While US President Donald Trump has sought to make intellectual property rights (IPR) a major sticking point in America’s ongoing trade war with China, the little progress made in negotiations between the two countries in this area over the past year or so will likely make no dent whatsoever in the huge number of counterfeit and pirated products that are exported out of China to foreign markets every year. For its part, Beijing claims it has made significant progress on IP protection in recent years, with data from China’s State Administration of Foreign Exchange (Safe) showing in April that the country’s external payments of IPR royalties had risen 24% in 2018 to $35.8 billion, resulting in a deficit of $30.2 billion.
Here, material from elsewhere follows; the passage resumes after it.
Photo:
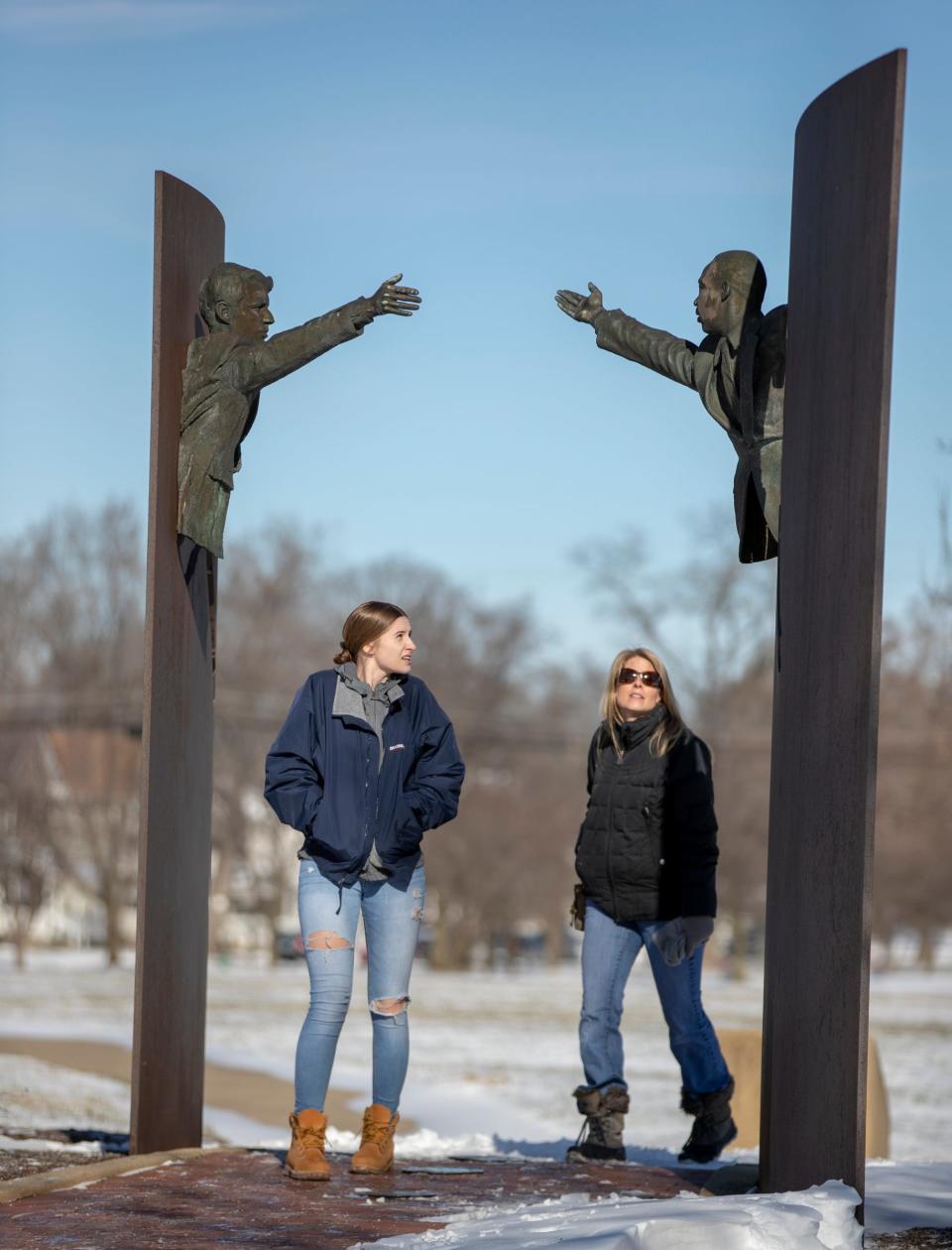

Beijing has long promised to improve its IPR protection regime, more as part of efforts to bolster innovation and support its own industries than to placate the US, and has set up a series of specialist IP courts across the nation, as well as increasing penalties for trademark infringement. Although foreign companies have complained that these are often biased towards domestic firms and hand out inadequate punishments, the increased external IPR royalty payments being made by China suggest that the country’s new approach might be producing some positive results.

While this development is to be welcomed, particularly for those businesses that have benefited from increased IPR royalties emanating from the country, it remains to be seen what impact if any China’s new IPR regime might have on the massive amount of fake items that flood out of the  country to overseas markets.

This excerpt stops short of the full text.